Remember that leap-second incident that threw much of the internet last summer? Facebook does. Its servers suddenly hit 100 percent CPU utilization, and as a result, a breaker failed at a site Facebook’s leases in Virginia, bringing down a few rows of gear — something like 300 racks.
The event hardly threw off Facebook’s entire footprint. But it did get engineers thinking more about writing software that integrates third-party building management software with home-cooked tools for monitoring server performance, Tom Furlong, Facebook’s vice president of site operations, said in an interview during the Datacenter Dynamics Converged event in San Francisco on Friday.
The combined system can take into account outdoor information such as temperature and humidity, power consumption for an entire building, and also data on CPU, storage and memory.
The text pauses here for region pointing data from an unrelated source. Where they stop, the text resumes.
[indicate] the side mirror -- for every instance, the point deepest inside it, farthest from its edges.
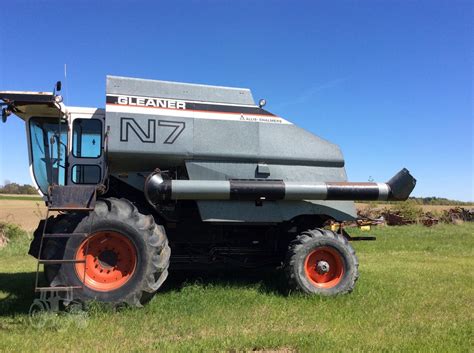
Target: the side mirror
(5, 114)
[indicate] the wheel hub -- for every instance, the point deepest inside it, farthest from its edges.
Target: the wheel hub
(322, 267)
(110, 261)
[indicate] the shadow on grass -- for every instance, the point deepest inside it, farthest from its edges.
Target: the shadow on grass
(20, 293)
(266, 280)
(19, 287)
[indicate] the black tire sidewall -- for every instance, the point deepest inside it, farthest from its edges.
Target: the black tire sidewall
(69, 275)
(346, 282)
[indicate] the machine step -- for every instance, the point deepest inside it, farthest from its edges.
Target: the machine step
(56, 289)
(64, 235)
(53, 262)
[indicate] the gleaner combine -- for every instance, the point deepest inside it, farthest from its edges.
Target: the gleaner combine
(197, 175)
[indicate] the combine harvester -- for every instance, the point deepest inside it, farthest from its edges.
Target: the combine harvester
(197, 175)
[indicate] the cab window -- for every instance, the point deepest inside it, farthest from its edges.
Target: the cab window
(48, 142)
(87, 138)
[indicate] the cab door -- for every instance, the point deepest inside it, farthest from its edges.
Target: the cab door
(86, 160)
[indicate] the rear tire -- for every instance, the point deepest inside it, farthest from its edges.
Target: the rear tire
(127, 255)
(321, 262)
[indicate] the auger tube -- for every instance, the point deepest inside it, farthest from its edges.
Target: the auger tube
(158, 189)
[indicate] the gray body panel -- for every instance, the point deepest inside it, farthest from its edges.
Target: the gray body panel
(221, 146)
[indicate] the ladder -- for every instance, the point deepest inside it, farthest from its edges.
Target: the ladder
(75, 198)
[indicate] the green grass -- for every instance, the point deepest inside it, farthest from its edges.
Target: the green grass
(21, 197)
(415, 293)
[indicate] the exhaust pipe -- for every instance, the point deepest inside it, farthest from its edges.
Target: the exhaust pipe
(158, 189)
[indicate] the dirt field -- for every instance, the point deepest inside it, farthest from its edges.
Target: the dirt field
(25, 213)
(426, 208)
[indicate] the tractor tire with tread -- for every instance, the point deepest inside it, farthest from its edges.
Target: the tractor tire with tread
(329, 246)
(119, 216)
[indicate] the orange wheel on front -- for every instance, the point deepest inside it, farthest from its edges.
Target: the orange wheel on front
(110, 261)
(324, 267)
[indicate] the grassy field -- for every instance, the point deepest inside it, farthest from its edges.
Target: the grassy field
(415, 293)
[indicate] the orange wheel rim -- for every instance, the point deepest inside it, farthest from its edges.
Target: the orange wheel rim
(110, 261)
(324, 267)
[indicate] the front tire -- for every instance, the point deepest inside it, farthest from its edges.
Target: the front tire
(321, 262)
(125, 256)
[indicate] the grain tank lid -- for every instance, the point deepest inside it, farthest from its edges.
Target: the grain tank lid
(176, 90)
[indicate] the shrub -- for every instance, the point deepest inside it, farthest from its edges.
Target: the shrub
(409, 210)
(11, 232)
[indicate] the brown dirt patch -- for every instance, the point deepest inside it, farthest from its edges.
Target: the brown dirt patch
(24, 213)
Over the past few months Facebook has been rolling out the new data center infrastructure management (DCIM) program and a new cluster-planning system for visualizing all the data. The plan is to roll out the program more widely this year.
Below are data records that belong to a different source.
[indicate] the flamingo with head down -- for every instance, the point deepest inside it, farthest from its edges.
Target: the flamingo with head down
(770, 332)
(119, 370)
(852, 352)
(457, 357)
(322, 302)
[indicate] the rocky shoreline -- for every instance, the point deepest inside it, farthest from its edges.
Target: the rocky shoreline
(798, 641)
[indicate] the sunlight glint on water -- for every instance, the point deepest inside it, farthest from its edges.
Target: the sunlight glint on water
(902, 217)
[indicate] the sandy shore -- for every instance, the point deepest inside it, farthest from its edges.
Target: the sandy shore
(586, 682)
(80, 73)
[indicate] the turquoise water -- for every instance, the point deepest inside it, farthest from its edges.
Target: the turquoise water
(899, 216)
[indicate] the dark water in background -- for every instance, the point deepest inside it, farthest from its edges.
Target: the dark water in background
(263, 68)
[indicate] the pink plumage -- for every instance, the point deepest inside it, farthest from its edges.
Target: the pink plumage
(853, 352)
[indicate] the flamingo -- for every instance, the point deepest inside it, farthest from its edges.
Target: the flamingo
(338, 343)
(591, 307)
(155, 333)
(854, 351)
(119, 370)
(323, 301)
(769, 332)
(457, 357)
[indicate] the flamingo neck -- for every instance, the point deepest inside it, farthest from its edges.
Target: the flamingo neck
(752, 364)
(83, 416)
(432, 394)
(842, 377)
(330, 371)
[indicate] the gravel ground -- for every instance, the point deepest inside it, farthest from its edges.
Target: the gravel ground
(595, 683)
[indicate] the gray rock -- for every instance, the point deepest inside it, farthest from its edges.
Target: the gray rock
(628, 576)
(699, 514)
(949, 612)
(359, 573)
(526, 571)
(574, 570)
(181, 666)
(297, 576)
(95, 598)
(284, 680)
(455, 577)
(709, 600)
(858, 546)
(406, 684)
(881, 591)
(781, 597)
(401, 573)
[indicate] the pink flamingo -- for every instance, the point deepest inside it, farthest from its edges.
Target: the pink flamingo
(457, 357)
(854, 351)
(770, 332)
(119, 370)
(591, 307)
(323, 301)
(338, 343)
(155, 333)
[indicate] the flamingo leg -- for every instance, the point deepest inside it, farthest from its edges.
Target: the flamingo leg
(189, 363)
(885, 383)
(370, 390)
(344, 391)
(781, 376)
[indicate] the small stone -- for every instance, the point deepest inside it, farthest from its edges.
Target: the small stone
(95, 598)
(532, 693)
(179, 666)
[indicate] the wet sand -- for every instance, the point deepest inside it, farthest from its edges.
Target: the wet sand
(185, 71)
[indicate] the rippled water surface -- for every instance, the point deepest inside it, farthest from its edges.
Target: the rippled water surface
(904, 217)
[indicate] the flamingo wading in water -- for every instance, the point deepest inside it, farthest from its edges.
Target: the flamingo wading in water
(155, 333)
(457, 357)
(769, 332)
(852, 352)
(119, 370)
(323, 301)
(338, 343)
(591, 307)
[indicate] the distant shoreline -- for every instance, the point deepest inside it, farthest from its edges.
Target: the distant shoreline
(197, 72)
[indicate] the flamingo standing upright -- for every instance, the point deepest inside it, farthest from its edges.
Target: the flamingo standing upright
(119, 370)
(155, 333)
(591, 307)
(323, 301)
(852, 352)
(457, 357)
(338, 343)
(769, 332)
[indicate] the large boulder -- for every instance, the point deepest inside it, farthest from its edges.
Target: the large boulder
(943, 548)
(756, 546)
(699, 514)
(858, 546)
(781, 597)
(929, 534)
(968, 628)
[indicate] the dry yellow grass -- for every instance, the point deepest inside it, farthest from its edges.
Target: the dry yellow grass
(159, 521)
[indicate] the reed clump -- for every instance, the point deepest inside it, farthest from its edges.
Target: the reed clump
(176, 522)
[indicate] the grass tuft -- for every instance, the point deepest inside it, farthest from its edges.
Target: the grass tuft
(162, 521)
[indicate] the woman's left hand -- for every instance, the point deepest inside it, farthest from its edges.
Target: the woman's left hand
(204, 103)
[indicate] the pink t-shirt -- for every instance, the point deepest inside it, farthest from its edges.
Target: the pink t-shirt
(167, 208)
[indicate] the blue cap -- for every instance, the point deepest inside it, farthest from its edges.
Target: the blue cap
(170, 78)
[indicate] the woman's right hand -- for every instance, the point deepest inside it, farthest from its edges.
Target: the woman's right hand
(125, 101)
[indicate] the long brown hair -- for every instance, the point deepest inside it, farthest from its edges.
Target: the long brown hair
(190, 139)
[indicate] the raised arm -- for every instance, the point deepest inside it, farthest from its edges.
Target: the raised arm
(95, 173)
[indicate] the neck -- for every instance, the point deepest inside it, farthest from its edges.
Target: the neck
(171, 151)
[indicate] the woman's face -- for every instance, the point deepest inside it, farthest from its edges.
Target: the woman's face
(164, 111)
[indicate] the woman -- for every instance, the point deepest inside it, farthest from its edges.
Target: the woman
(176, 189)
The tack Facebook is taking helps in a couple of ways. The software can reduce the amount of time engineers spend to figure out how to rearrange equipment to improve performance. How big of a difference can it make? “Thirty minutes instead of 12 hours worth of drawings and other things,” Furlong said.
It also can contribute to the noble cause of getting Facebook to squeeze the most efficiency out of its existing data centers — and, by extension, precluding the need for yet another data center.
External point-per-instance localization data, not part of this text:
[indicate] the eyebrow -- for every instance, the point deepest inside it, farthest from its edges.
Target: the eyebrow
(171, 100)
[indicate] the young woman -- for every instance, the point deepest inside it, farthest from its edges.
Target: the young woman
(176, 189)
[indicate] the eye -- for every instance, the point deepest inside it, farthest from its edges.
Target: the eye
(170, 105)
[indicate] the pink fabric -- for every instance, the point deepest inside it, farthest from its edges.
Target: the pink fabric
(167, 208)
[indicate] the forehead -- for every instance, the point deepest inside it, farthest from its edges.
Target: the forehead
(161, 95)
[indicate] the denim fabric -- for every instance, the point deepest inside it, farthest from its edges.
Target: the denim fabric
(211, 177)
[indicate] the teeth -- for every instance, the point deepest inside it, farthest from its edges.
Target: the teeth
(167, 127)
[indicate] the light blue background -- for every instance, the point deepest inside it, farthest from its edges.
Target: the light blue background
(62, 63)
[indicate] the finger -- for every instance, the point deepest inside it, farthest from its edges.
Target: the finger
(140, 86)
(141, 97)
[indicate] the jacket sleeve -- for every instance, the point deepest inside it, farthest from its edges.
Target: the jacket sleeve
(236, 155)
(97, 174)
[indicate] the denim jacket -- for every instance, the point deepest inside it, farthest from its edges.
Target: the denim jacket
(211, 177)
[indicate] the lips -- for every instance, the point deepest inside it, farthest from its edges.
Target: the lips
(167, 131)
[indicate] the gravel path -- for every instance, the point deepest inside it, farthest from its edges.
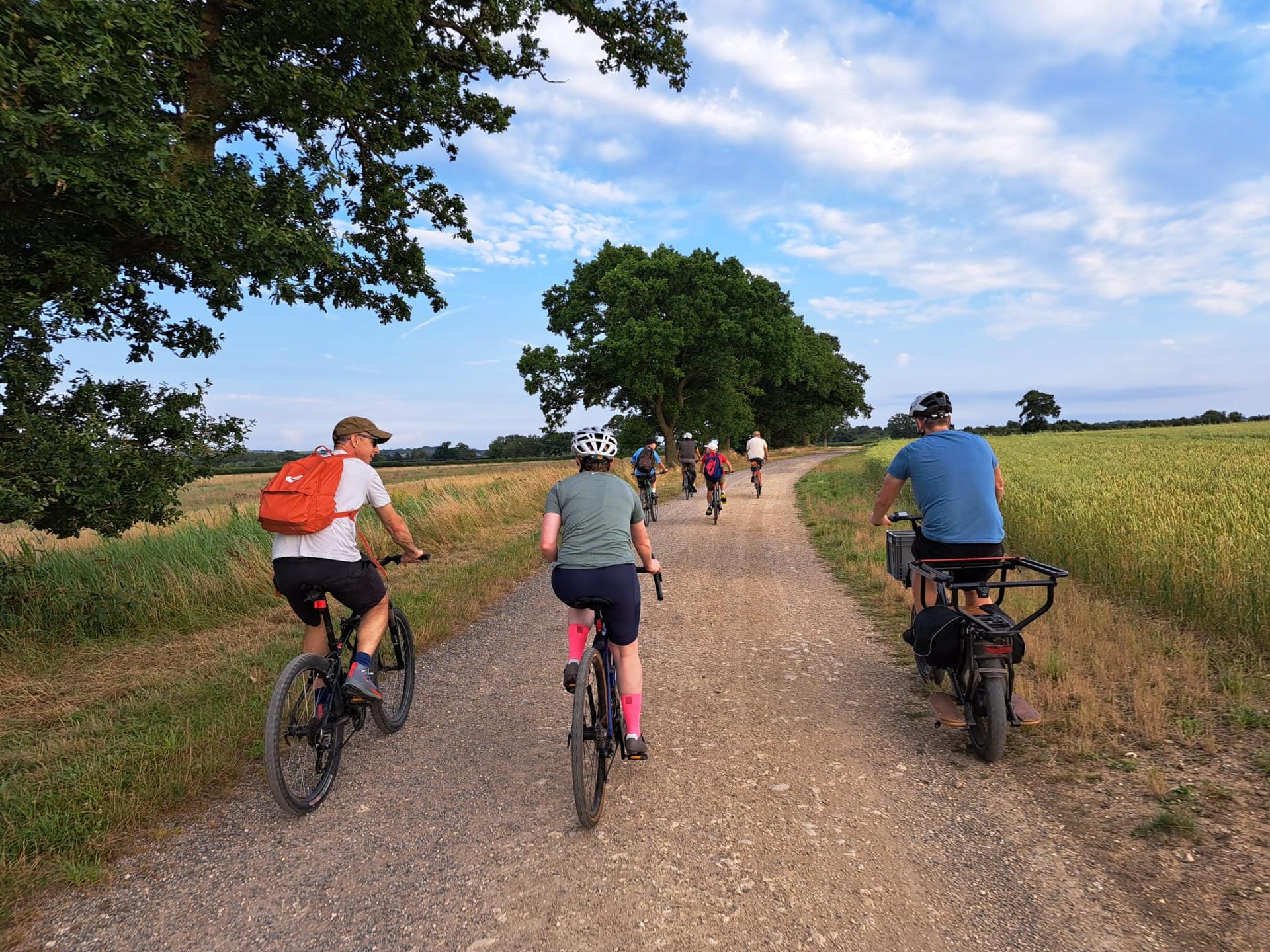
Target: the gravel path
(786, 804)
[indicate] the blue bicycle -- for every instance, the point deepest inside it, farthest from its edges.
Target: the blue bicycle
(599, 734)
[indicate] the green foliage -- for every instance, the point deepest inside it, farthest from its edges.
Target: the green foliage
(225, 149)
(516, 446)
(1035, 411)
(689, 342)
(902, 427)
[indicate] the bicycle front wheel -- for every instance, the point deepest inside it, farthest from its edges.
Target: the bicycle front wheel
(589, 742)
(302, 748)
(394, 670)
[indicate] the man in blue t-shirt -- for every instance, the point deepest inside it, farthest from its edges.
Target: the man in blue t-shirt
(958, 487)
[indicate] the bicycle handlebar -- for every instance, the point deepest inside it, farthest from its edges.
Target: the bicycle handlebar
(657, 580)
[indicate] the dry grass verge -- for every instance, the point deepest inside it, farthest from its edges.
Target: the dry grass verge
(110, 734)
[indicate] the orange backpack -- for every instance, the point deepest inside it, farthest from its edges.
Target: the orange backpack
(302, 498)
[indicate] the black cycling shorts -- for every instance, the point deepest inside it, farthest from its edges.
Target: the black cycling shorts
(926, 549)
(618, 583)
(360, 584)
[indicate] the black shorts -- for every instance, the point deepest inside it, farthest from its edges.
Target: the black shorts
(618, 583)
(360, 586)
(930, 549)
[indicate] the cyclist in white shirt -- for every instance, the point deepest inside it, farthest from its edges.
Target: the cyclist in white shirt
(331, 559)
(756, 451)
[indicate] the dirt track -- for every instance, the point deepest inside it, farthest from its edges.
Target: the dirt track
(788, 803)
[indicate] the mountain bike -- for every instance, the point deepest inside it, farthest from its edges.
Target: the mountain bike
(980, 666)
(309, 717)
(599, 734)
(689, 488)
(756, 470)
(648, 498)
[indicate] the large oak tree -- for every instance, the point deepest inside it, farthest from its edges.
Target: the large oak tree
(690, 342)
(228, 147)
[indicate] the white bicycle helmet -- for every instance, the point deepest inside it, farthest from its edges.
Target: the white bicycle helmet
(592, 441)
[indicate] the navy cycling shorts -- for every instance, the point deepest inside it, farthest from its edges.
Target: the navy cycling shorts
(618, 583)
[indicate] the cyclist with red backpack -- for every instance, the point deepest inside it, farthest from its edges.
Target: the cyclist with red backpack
(714, 465)
(644, 462)
(312, 507)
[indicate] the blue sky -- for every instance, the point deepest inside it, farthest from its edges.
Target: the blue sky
(981, 197)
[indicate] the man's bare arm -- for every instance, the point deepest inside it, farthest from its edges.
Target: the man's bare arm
(399, 531)
(887, 496)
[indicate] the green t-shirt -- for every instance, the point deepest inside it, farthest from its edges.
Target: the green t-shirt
(597, 510)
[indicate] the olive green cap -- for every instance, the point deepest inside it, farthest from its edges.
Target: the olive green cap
(359, 424)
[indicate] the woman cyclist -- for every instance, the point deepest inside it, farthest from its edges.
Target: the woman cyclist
(601, 520)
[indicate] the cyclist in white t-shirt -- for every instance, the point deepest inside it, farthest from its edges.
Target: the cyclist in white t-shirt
(331, 559)
(756, 451)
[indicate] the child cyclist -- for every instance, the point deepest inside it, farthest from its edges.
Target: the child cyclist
(714, 465)
(644, 462)
(591, 524)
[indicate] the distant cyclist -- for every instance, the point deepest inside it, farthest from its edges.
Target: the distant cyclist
(644, 462)
(690, 454)
(591, 524)
(714, 465)
(756, 451)
(956, 485)
(329, 559)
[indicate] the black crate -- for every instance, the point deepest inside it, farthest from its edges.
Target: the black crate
(900, 553)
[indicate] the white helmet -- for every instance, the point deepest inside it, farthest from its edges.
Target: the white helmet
(593, 441)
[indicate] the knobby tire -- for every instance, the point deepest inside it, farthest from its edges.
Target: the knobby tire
(589, 738)
(300, 762)
(988, 734)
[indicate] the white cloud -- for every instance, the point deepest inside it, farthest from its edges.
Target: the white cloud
(616, 150)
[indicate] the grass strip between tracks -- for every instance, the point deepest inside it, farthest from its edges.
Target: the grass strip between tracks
(1105, 674)
(122, 720)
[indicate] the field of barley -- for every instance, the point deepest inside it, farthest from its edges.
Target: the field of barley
(1175, 520)
(1161, 633)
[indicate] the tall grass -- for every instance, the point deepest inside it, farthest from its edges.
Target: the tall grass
(157, 655)
(1104, 673)
(1175, 520)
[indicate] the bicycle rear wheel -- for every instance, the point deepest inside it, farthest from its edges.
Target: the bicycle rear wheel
(302, 750)
(988, 734)
(589, 742)
(394, 672)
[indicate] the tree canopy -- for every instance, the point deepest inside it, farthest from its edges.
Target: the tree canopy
(228, 149)
(1035, 411)
(689, 342)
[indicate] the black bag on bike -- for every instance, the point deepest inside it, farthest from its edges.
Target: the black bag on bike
(937, 636)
Furlong expected the company to talk more about the system at the next Open Compute Summit in January. He wasn’t sure if the company would make the tool available for public consumption in a similar way that it has disclosed hardware designs in the Open Compute Project. The hitch is that the combined program incorporates some existing internal Facebook monitoring tools, which the company might not want to expose.
But regardless of whether that happens, public discussion of the initiative — Furlong talked it up in general terms before data center aficionados during a session at the Friday conference — can give people an idea of the next logical step for improving efficiency with existing hardware and being smarter about how and when to bring in new equipment that best fits workloads.